Le private equity est-il fait pour tout le monde ?
A l’origine réservé aux institutionnels, le capital-investissement se démocratise. Mais les produits taillés pour le grand public peuvent être moins performants.
Avec des tickets d’entrée autour de 100 000 euros, le marché du financement des PME non cotées s’adressait essentiellement à une clientèle de particuliers fortunés, de chefs d’entreprise et de cadres dirigeants. « Ce marché était quasi inexistant auprès des épargnants français il y a cinq ans, rappelle Xavier Anthonioz, président d’123 IM. Historiquement, ce sont les institutionnels qui étaient principalement visés, avec des tickets d’entrée dépassant le million d’euros. Progressivement, ces tickets d’entrée ont diminué et la réglementation a évolué permettant aux particuliers de se tourner davantage vers cet investissement dans l’économie réelle », détaille Alexis Dupont, directeur général de France Invest.
Profusion d’offres
Depuis peu, une nouvelle révolution est en marche, poussée par la volonté de l’Etat de démocratiser le private equity. « La loi Pacte de 2019 a rendu plus accessible l’accès aux différents investissements alternatifs : private equity, immobilier, énergies renouvelables, start-up…, explique Nicolas Baboin, directeur général de Tylia.

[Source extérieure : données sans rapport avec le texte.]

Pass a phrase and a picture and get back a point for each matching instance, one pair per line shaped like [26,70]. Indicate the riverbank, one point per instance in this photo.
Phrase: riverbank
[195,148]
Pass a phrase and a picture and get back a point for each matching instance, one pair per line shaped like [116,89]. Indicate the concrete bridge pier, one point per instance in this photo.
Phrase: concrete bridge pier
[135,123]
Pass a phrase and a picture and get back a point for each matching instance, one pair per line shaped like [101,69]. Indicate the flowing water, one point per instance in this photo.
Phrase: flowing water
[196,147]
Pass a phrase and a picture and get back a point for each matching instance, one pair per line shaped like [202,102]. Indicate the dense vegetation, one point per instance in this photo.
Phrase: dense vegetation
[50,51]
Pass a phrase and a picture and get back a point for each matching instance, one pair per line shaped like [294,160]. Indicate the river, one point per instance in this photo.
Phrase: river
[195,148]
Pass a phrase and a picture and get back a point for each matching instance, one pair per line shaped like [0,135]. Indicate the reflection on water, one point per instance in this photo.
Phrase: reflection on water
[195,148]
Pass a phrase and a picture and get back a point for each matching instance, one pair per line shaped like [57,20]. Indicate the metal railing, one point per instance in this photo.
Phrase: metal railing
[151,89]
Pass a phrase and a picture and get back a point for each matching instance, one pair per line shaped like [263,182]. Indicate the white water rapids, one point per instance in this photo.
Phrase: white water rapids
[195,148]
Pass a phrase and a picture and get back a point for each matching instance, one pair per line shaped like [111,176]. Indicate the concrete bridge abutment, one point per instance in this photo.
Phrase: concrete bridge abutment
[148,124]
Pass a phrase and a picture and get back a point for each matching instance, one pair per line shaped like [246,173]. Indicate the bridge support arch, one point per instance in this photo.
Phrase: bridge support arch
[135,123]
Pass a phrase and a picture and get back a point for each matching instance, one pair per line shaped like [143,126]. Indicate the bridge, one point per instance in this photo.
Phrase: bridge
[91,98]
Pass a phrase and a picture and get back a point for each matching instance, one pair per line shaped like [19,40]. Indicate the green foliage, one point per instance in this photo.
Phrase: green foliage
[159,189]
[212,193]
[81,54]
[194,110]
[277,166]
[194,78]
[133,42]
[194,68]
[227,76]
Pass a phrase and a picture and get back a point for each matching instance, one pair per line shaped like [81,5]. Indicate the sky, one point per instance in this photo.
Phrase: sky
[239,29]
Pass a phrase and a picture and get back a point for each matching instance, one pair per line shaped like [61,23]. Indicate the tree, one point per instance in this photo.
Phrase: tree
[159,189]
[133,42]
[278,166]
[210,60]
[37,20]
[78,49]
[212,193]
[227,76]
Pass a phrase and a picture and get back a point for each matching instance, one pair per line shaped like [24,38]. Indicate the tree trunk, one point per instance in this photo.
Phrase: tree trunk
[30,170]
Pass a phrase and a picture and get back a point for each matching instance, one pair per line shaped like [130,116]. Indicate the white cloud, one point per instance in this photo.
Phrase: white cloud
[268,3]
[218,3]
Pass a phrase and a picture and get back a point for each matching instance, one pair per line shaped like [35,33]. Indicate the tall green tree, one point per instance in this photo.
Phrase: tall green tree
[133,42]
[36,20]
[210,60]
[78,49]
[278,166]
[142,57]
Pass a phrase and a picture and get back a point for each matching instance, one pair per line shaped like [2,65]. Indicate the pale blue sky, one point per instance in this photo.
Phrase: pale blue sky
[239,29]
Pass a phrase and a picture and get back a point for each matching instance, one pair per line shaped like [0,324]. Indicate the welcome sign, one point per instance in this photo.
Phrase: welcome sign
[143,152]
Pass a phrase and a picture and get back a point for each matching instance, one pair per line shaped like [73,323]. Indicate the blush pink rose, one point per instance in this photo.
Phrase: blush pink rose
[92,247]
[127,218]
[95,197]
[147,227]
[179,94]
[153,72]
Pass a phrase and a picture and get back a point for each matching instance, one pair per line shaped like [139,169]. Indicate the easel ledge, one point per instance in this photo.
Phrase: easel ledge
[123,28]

Et le règlement Eltif 2, entré en vigueur cette année, renforce encore l’ouverture du private equity via l’assurancevie. » S’ajoute à cela un contexte favorable du côté des épargnants : « Ils recherchent du concret et de la transparence pour l’investissement qu’ils font,
poursuit Nicolas Baboin. Ils veulent que celui-ci ait du sens, génère un impact positif et s’inscrive dans l’économie réelle. » Conséquence, « l’offre se structure, et le développement est très marqué depuis trois ans », indique Alexis Dupont. Un dynamisme que souligne aussi Xavier Anthonioz, d’123 IM : « Les fonds à destination des particuliers sont nombreux. C’est même un peu la jungle ! »
Bpifrance a montré l’exemple fin 2020 en lançant le fonds de fonds Bpifrance Entreprises 1, accessible dès 5 000 euros, pour une durée de vie de six ans. Depuis, deux autres fonds ont suivi, dont le Fonds commun de placement à risques (FCPR) Bpifrance Entreprises Avenir 1, un fonds de fonds primaire accessible à partir de 1 000 euros, dont la durée de vie est de dix ans (renouvelable deux fois un an), avec un objectif de rendement net annuel d’environ 8 %. Parmi les acteurs qui se tournent vers la clientèle privée, « on constate l’arrivée de sociétés de gestion qui ne faisaient que de l’institutionnel », précise Jean-David Haas, cofondateur et directeur général de NextStage AM.
Frais supérieurs
Mais les faits sont là : « Il y a un écart en matière de performance et de diversification entre les fonds institutionnels et les fonds privés », prévient Souleymane-Jean Galadima, cofondateur et directeur général de Sapians. Pour permettre un peu de liquidité et atténuer la courbe en J du capital-investissement (après un long blocage, la performance ne vient qu’à la fin), les gérants sélectionnent des entreprises matures, aux profils moins risqués, avec, en contrepartie, une performance finale annoncée moins alléchante que celle des fonds institutionnels. Le meilleur des deux mondes n’existe pas. S’ajoute à cela le fait que l’appel de fonds se fait en une seule fois. Il faut aussi surveiller les frais, supérieurs pour la clientèle particulière. Pour JeanDavid Haas, pas de doute, « il faut être bien conscient de l’horizon de placement et du niveau de risque du produit, regarder le track record du fonds et du gérant, et ne pas y placer tout son patrimoine – 5 à 10% maximum ».
Il faut être bien conscient de l’horizon de placement et du niveau de risque du produit, et investir 5 à 10 % maximum de son patrimoine.
JEAN-DAVID HAAS, directeur général de NextStage AM.